Don’t confuse a rising tide with competence

David MoonBlog

In 1929, Walter Miles published a paper in Scientific American Magazine titled “Sleeping with the Eyes Open,” in which he described a phenomenon we now refer to as “highway hypnosis.” During a period of relative and unchanging calm, we have a tendency to stare at something simple and almost meaningless, lulling us into a state of environmental unawareness.

That is, we are asleep at the wheel.

A related condition is velocitation, where, in the absence of impediments, we exceed an otherwise normal, safe speed.

Both are happening today in the stock market.

And like a 19-year-old boy in a 1967 Camero, hypnotized investors today won’t have a clue of the danger they are courting—until they are upside down in a ditch.

That’s what happens when the stock market doubles in five years. Investors become effectively hypnotized, ignoring risks simply because they haven’t recently materialized.

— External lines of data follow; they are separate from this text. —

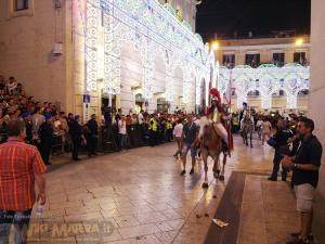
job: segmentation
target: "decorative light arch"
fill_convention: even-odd
[[[261,94],[261,107],[271,108],[272,93],[284,90],[287,97],[287,108],[297,108],[297,95],[300,90],[309,89],[310,67],[287,64],[275,67],[272,64],[252,68],[248,65],[236,66],[233,69],[219,68],[218,88],[221,92],[232,82],[236,89],[237,107],[247,102],[247,93],[258,90]]]
[[[210,76],[210,64],[214,56],[202,37],[191,31],[188,23],[174,15],[171,5],[164,7],[156,0],[78,0],[87,2],[84,22],[86,87],[88,92],[96,91],[98,46],[101,29],[104,30],[104,89],[107,93],[120,93],[120,52],[125,41],[133,41],[140,52],[143,65],[143,98],[152,98],[154,53],[164,53],[167,69],[166,97],[172,101],[171,61],[183,65],[183,101],[187,101],[191,89],[191,72],[195,77]],[[171,59],[172,56],[172,59]],[[198,70],[200,75],[198,74]],[[214,79],[213,65],[213,79]],[[207,79],[209,80],[209,79]],[[197,99],[196,99],[197,101]]]

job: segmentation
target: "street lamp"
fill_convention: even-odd
[[[219,41],[212,41],[211,48],[213,51],[218,51],[220,48]]]
[[[303,44],[303,39],[302,38],[298,38],[295,42],[296,47],[301,47]]]

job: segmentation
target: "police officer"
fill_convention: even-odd
[[[46,165],[51,165],[50,154],[53,144],[52,115],[46,114],[46,121],[39,127],[39,151]]]
[[[73,141],[73,159],[79,159],[79,149],[81,146],[81,142],[86,143],[86,139],[82,134],[82,127],[79,124],[80,116],[76,115],[74,119],[69,120],[69,134]]]
[[[286,121],[284,118],[280,117],[276,124],[276,133],[273,136],[273,147],[275,149],[274,158],[273,158],[273,171],[272,175],[268,178],[268,180],[276,181],[277,172],[280,169],[281,160],[285,155],[290,155],[290,150],[288,146],[288,140],[291,138],[292,131],[287,129]],[[282,168],[282,180],[286,181],[288,175],[287,168]]]
[[[158,124],[156,119],[156,115],[150,119],[148,124],[148,132],[150,132],[150,145],[157,145],[157,136],[158,136]]]
[[[89,134],[87,139],[88,156],[96,155],[99,143],[99,124],[96,121],[96,115],[91,115],[91,119],[87,123]]]
[[[166,139],[168,142],[172,141],[172,123],[171,119],[168,118],[166,123]]]

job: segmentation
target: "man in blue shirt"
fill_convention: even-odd
[[[285,156],[283,167],[291,168],[292,184],[297,198],[297,210],[300,213],[301,229],[291,235],[296,240],[287,244],[304,244],[311,242],[311,229],[313,220],[313,201],[315,189],[318,183],[318,171],[323,147],[321,142],[313,136],[314,121],[310,118],[301,118],[298,123],[300,144],[294,157]]]

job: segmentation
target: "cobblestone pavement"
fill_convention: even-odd
[[[204,243],[234,170],[246,175],[238,243],[282,243],[298,221],[288,184],[266,182],[269,146],[235,141],[225,182],[209,171],[206,191],[202,163],[194,176],[179,175],[173,143],[63,165],[47,176],[48,203],[41,218],[34,214],[28,243]]]

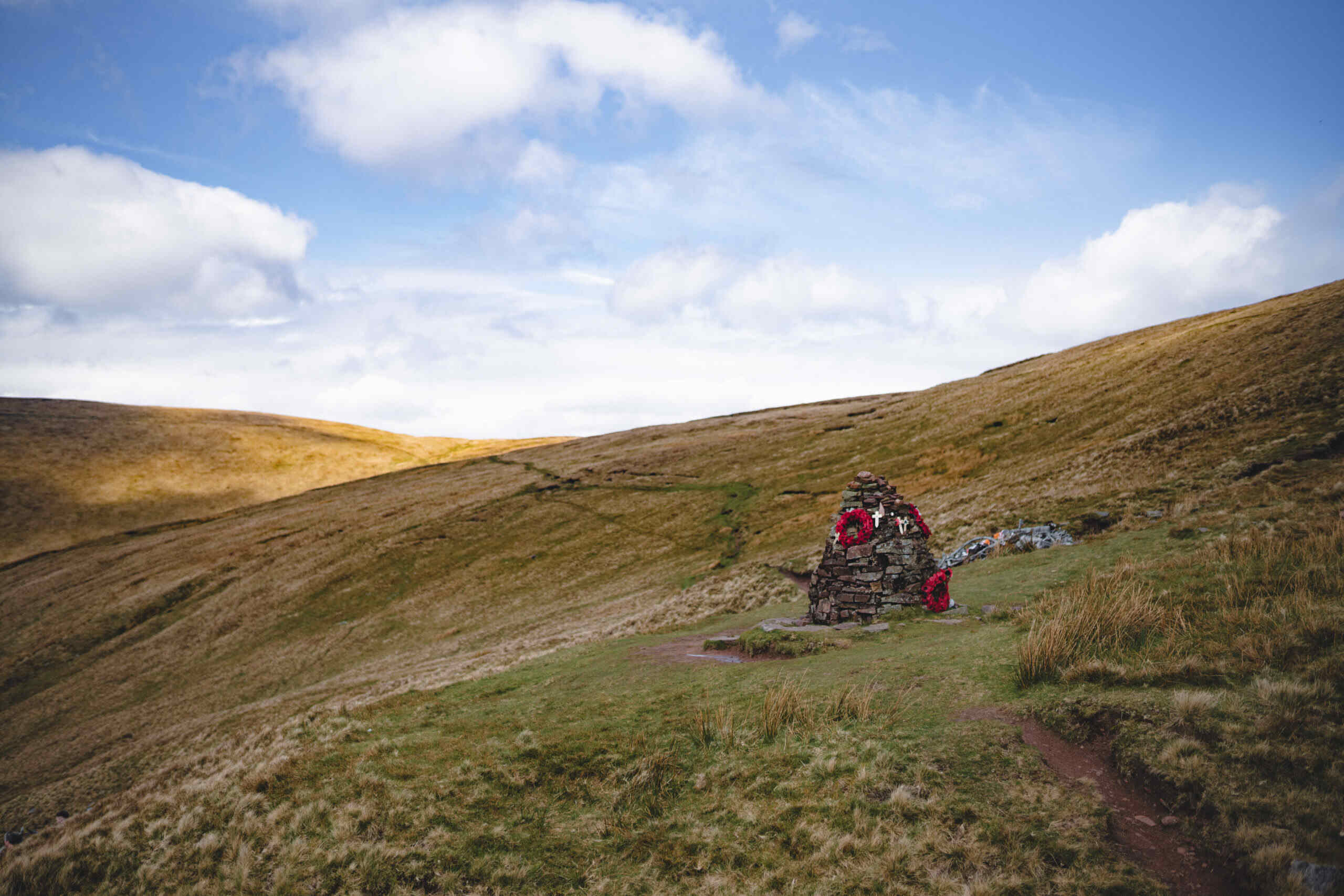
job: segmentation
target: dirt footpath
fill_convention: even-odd
[[[1128,785],[1110,766],[1107,746],[1071,744],[1035,719],[1019,719],[999,707],[974,707],[957,713],[958,721],[992,719],[1021,729],[1021,739],[1040,751],[1058,775],[1097,787],[1111,811],[1110,833],[1120,852],[1180,896],[1236,896],[1234,872],[1211,850],[1187,840],[1177,821],[1148,794]],[[1168,823],[1164,825],[1163,819]]]

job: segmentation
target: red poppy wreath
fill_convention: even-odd
[[[857,531],[851,533],[849,527],[857,527]],[[872,517],[868,512],[862,508],[852,508],[840,514],[836,520],[836,541],[840,547],[852,548],[856,544],[867,544],[868,539],[872,537]]]
[[[926,610],[931,613],[942,613],[948,609],[952,602],[952,596],[948,594],[948,579],[952,578],[952,570],[938,570],[923,586],[923,604]]]

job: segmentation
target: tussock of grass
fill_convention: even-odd
[[[785,678],[765,692],[761,703],[761,736],[774,740],[789,725],[808,725],[812,721],[812,707],[798,682]]]
[[[812,631],[762,631],[749,629],[738,638],[738,646],[749,657],[774,654],[780,657],[806,657],[824,650],[844,649],[853,643],[849,638],[839,638],[825,633]]]
[[[1106,594],[1141,607],[1159,595],[1180,625],[1148,615],[1141,634],[1107,639],[1058,615],[1095,610],[1083,595],[1103,603]],[[1019,680],[1128,688],[1058,701],[1043,715],[1113,736],[1121,766],[1177,811],[1206,819],[1210,842],[1239,860],[1257,892],[1296,893],[1290,858],[1344,864],[1341,609],[1344,524],[1254,528],[1187,555],[1121,564],[1040,602]],[[1189,681],[1211,686],[1169,697],[1132,689]]]
[[[1078,660],[1121,653],[1184,625],[1180,611],[1157,599],[1133,562],[1121,562],[1113,572],[1093,571],[1035,607],[1017,649],[1017,682],[1055,678]]]
[[[1266,666],[1344,677],[1340,595],[1339,523],[1255,528],[1172,559],[1122,560],[1032,609],[1017,680],[1222,680]]]

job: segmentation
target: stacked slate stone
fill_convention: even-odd
[[[835,527],[853,508],[866,510],[875,525],[866,544],[845,548]],[[827,549],[808,587],[809,617],[824,625],[868,623],[883,607],[919,606],[923,583],[935,571],[910,504],[880,476],[859,473],[840,493],[840,513],[831,517]]]

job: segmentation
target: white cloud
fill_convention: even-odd
[[[1271,294],[1284,215],[1245,188],[1220,185],[1199,203],[1128,212],[1114,231],[1027,283],[1024,318],[1040,330],[1102,336]]]
[[[806,42],[821,34],[814,23],[804,19],[797,12],[789,12],[780,20],[780,24],[774,28],[775,36],[780,40],[780,55],[793,52]]]
[[[896,48],[887,40],[887,35],[863,26],[847,26],[840,30],[840,48],[845,52],[886,52]]]
[[[367,165],[442,164],[472,145],[499,152],[516,126],[591,118],[607,94],[626,110],[696,117],[762,97],[712,31],[691,35],[665,17],[575,0],[394,8],[237,64]]]
[[[887,320],[895,298],[839,265],[793,257],[732,258],[715,247],[668,249],[638,259],[612,286],[614,313],[634,321],[710,316],[753,332],[808,326],[818,317]]]
[[[712,302],[737,273],[738,263],[715,249],[656,253],[630,265],[612,286],[612,310],[637,321],[659,320]]]
[[[528,185],[550,185],[566,180],[574,171],[574,160],[555,146],[530,140],[523,148],[511,177]]]
[[[313,227],[78,146],[0,152],[0,302],[237,313],[292,298]]]

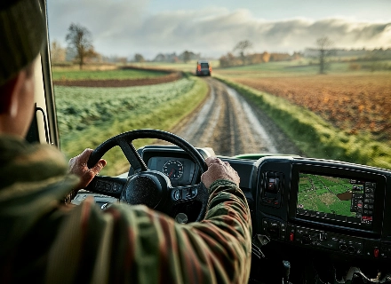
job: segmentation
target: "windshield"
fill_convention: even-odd
[[[47,6],[68,157],[124,131],[159,129],[217,155],[293,154],[391,169],[390,1]],[[199,60],[210,65],[198,69]],[[135,146],[153,143],[161,142]],[[104,174],[127,171],[120,149],[104,158]]]

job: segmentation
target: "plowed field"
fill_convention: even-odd
[[[348,133],[371,132],[379,140],[391,139],[389,75],[233,80],[305,106]]]

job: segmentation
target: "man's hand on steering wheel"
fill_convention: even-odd
[[[80,178],[80,182],[75,190],[85,188],[92,178],[106,166],[107,162],[100,159],[95,166],[89,169],[87,167],[87,161],[92,153],[92,149],[85,149],[82,154],[69,160],[70,174],[74,174]]]
[[[227,162],[222,162],[217,157],[208,157],[205,160],[208,170],[201,176],[201,181],[209,189],[211,185],[218,179],[233,181],[239,186],[240,178],[237,172]]]

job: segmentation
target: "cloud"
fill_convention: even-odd
[[[148,59],[185,50],[219,57],[244,39],[259,52],[303,51],[315,47],[316,39],[324,36],[340,48],[391,46],[391,22],[343,18],[272,21],[256,19],[245,9],[225,8],[148,13],[148,2],[140,3],[57,0],[48,4],[51,37],[65,38],[70,22],[79,22],[92,31],[98,51],[123,56],[140,52]]]

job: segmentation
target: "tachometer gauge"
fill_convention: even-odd
[[[163,173],[170,179],[178,179],[183,175],[183,165],[179,161],[171,160],[164,163]]]

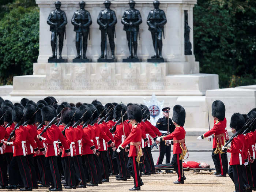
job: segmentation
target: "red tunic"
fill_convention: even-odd
[[[163,140],[165,141],[173,139],[174,143],[173,154],[180,154],[182,152],[182,150],[180,147],[180,143],[174,143],[174,141],[185,139],[185,135],[186,131],[183,127],[178,126],[175,128],[174,131],[172,133],[168,135],[163,136]]]
[[[142,131],[139,126],[138,126],[136,123],[132,125],[132,128],[131,133],[129,136],[125,139],[124,143],[122,143],[121,146],[123,148],[129,144],[130,142],[137,143],[141,142],[141,138],[142,136]],[[130,145],[130,150],[128,157],[136,157],[138,152],[136,151],[136,147],[134,145]]]
[[[204,138],[207,137],[212,134],[214,135],[213,138],[212,143],[212,148],[217,147],[217,138],[215,136],[223,134],[223,136],[221,136],[219,139],[219,147],[221,148],[222,145],[223,146],[225,143],[225,128],[227,127],[227,120],[226,117],[223,121],[217,121],[214,124],[213,127],[210,131],[208,131],[203,135]]]

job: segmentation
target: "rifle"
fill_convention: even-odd
[[[248,119],[247,121],[245,122],[245,123],[244,124],[244,126],[242,128],[236,132],[235,134],[234,134],[233,136],[229,139],[229,140],[227,141],[227,143],[226,143],[225,144],[225,145],[224,145],[224,147],[226,147],[227,146],[227,145],[232,141],[233,139],[241,132],[242,130],[245,127],[249,127],[249,125],[251,124],[251,123],[253,121],[253,118],[252,118],[251,120],[250,119]]]
[[[122,118],[123,117],[124,117],[124,116],[126,114],[126,113],[127,113],[127,112],[126,111],[124,113],[124,114],[119,118],[119,119],[118,119],[116,123],[116,124],[115,124],[115,125],[114,126],[112,126],[112,128],[110,128],[109,129],[109,131],[112,132],[113,133],[115,131],[116,131],[116,126],[117,125],[118,125],[121,122],[121,120],[122,120]]]
[[[86,110],[86,111],[83,114],[82,116],[80,118],[80,119],[79,119],[77,121],[76,121],[76,123],[75,123],[74,125],[73,125],[73,126],[72,126],[72,127],[76,127],[79,124],[80,124],[80,122],[81,122],[81,121],[82,120],[82,119],[83,119],[83,116],[84,116],[85,114],[87,112],[87,111],[88,110]]]
[[[47,128],[49,127],[50,127],[51,125],[52,125],[53,124],[54,124],[55,123],[56,120],[57,119],[57,118],[58,118],[58,117],[59,117],[60,115],[60,114],[61,113],[61,112],[62,112],[62,111],[63,110],[63,109],[64,109],[64,108],[62,109],[62,110],[61,110],[61,111],[60,112],[60,113],[59,114],[58,114],[56,117],[54,117],[53,119],[52,119],[52,121],[51,121],[50,122],[50,123],[48,124],[48,125],[46,125],[45,127],[45,128],[44,129],[43,129],[43,131],[41,133],[40,133],[40,136],[42,136],[42,135],[44,134],[44,133],[45,132],[45,131],[46,131],[46,130],[47,129]]]

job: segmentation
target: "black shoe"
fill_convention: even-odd
[[[86,186],[88,187],[94,187],[94,186],[98,186],[99,185],[98,184],[92,184],[91,183],[87,183]]]
[[[150,175],[151,174],[150,173],[144,173],[142,174],[142,175]]]
[[[117,180],[117,181],[127,181],[127,178],[126,177],[117,177],[117,178],[116,178],[116,180]]]
[[[178,180],[177,180],[176,181],[173,182],[173,183],[174,184],[184,184],[184,181],[179,181]]]
[[[20,191],[32,191],[32,187],[26,187],[25,188],[20,188]]]
[[[109,180],[107,179],[102,179],[102,182],[109,182]]]
[[[49,187],[50,185],[38,185],[38,187]]]
[[[7,189],[17,189],[17,185],[13,185],[6,186],[5,188]]]
[[[75,185],[73,185],[72,186],[65,186],[64,188],[67,189],[75,189],[76,188]]]
[[[76,187],[77,187],[80,185],[82,182],[82,180],[79,178],[76,181]]]
[[[140,191],[140,187],[134,187],[133,188],[131,189],[129,189],[129,191]]]
[[[51,191],[62,191],[62,188],[49,188]]]

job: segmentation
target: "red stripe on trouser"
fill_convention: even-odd
[[[238,179],[238,185],[239,186],[239,191],[240,191],[240,182],[239,182],[239,174],[238,173],[238,170],[237,170],[237,165],[235,165],[236,166],[236,168],[237,169],[237,178]]]
[[[58,187],[58,183],[57,182],[57,180],[56,178],[56,173],[55,173],[55,169],[54,168],[53,165],[53,161],[52,161],[52,157],[51,157],[51,160],[52,160],[52,167],[53,168],[53,171],[54,172],[54,177],[55,177],[55,182],[56,182],[56,185],[57,188],[59,188]]]
[[[89,167],[90,167],[90,170],[91,171],[91,178],[93,178],[93,184],[94,184],[94,180],[93,179],[93,172],[91,171],[91,165],[90,164],[90,162],[89,162],[89,158],[88,158],[88,156],[86,155],[87,157],[87,162],[88,162],[88,164],[89,165]]]
[[[180,173],[180,157],[179,157],[179,154],[176,154],[176,156],[177,157],[177,164],[178,165],[178,173],[179,173],[178,178],[178,181],[180,182],[181,179],[181,174]]]
[[[222,161],[221,159],[221,155],[220,154],[219,154],[219,163],[221,164],[221,174],[223,175],[223,167],[222,166]]]
[[[133,163],[133,169],[134,170],[134,178],[135,178],[135,182],[136,184],[136,187],[139,187],[138,183],[138,177],[137,175],[137,167],[136,167],[136,163],[135,161],[135,157],[132,157],[132,161]]]
[[[22,167],[23,167],[23,170],[24,171],[24,174],[25,174],[25,177],[26,177],[26,181],[27,181],[27,186],[29,187],[29,183],[27,182],[27,175],[26,174],[26,172],[25,171],[25,168],[24,168],[24,166],[23,165],[23,162],[22,162],[22,161],[21,160],[21,157],[19,157],[20,159],[20,161],[21,162],[21,164],[22,164]]]

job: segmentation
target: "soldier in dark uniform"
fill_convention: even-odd
[[[140,13],[138,10],[134,8],[135,1],[131,0],[129,1],[130,8],[125,11],[123,15],[121,22],[124,24],[124,30],[126,31],[126,38],[128,41],[128,47],[130,51],[130,55],[128,59],[137,59],[137,48],[138,46],[138,33],[139,32],[139,25],[142,22]],[[132,54],[133,44],[134,56]]]
[[[110,2],[107,0],[105,1],[104,4],[105,8],[101,11],[97,19],[97,23],[99,25],[99,30],[101,31],[101,55],[99,59],[104,58],[105,41],[107,41],[106,38],[106,33],[109,37],[112,54],[111,57],[112,59],[114,59],[115,43],[114,42],[114,33],[115,25],[117,21],[114,11],[109,8],[111,4]]]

Consultant Aon Hewitt tells us that 67 percent of employees’ new 401(k) contributions are now going into stocks, a 20 percent increase from the market low in March 2009. But it was only after the S&P 500 increased 32 percent last year that investors began to make any meaningful moves back into stocks.

This is the highest level of individuals’ stock exposure – and the lowest level of cash exposure – since the stock market last peaked in October 2007.

It is no coincidence that this new record exposure to stocks is occurring as the US indices reach new highs.

These new highs are also causing people to ignore quality. In 2012 and 2013, the stock prices of the companies with the weakest balance sheets increased twice as much as the entire S&P 500.

That reminds me of 1998, when the collective prices of the unprofitable companies listed on the New York Stock Exchange increased, compared to a decline in the prices of the companies that actually made money.

Investors—well, speculators—are pouring money into penny stocks at a new record, finally eclipsing the record set during the dot.com bubble of the late 1990s. People are leaving their real jobs to enter the investment advice business or become day traders.

A recent Wall Street Journal article featured Steve Templeton, a full-time day trader concentrating in medical marijuana stocks trading at less than a penny per share.

Steve explained that buying stocks with prices that low limits his downside. After all, once a stock has dropped to a penny, how much lower can it go?

Answer: to zero.

Steve doesn’t realize it, but the return on a stock that drops to zero is negative 100 percent, whether the starting point is $50 or 50 cents.

I am not predicting an impending market top or collapse. Not at all.

But for investors whose expectations about the future are predicated on the extraordinarily positive returns in 2013, I am predicting disappointment.

People confuse a rising tide with skill and competence. But, as Warren Buffett reminds us, it’s only when the tide goes out do we find who’s been swimming naked.